Little called the massacre, that claimed 26 lives, a scary reminder that even churches are targets for violence.
"It's shocking because I don't know where else we could be, and feel like we're totally secure if we can't be secure at church," said Little.
Polk County deputies recently conducted a security assessment at the church and leaders partnered with the Sheriff's Office for active shooter training.
"We have to take measures to try to keep our congregation safe."
They've installed security cameras in every building, lock the doors during services, and utilize volunteers to patrol the church as a safety team on Sundays.
"Mainly eyes and ears and guys that can be alert to hopefully head off something before it happens," said Little.

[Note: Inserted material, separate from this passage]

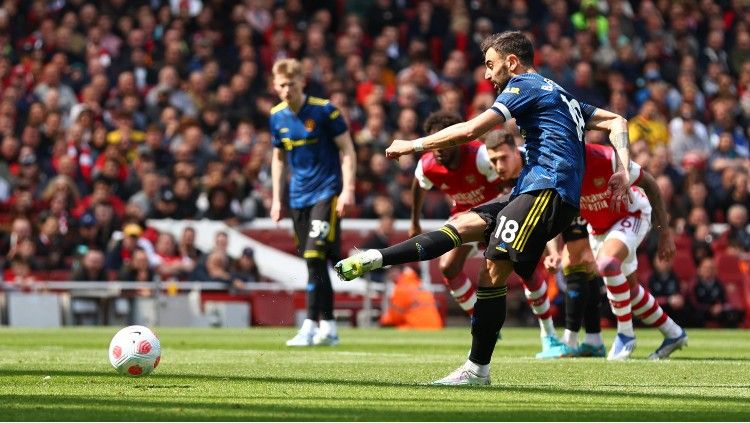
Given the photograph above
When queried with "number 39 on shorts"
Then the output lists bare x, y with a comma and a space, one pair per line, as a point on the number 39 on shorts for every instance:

Sunday's attack meant reliving the pain and agony of another church shooting for Pastor Bill Boss.
"September 18, 2011. It's a day that I'll never forget," said Boss.
A gunman shot Boss as he knelt for prayer six years ago inside Greater Faith Christian Center Church.
"The gunman came in and I got shot at point blank range in my head," said Boss.
Sheriff Grady Judd is once again recommending citizens to legally arm themselves.
"We are committed to keeping all of Polk County's citizens safe," the Sheriff said in a statement on Facebook. "We have subject matters experts who provide training to local businesses on how they can "run, hide, fight" in response to an active shooter, and how to make their businesses a hard target for an active shooter."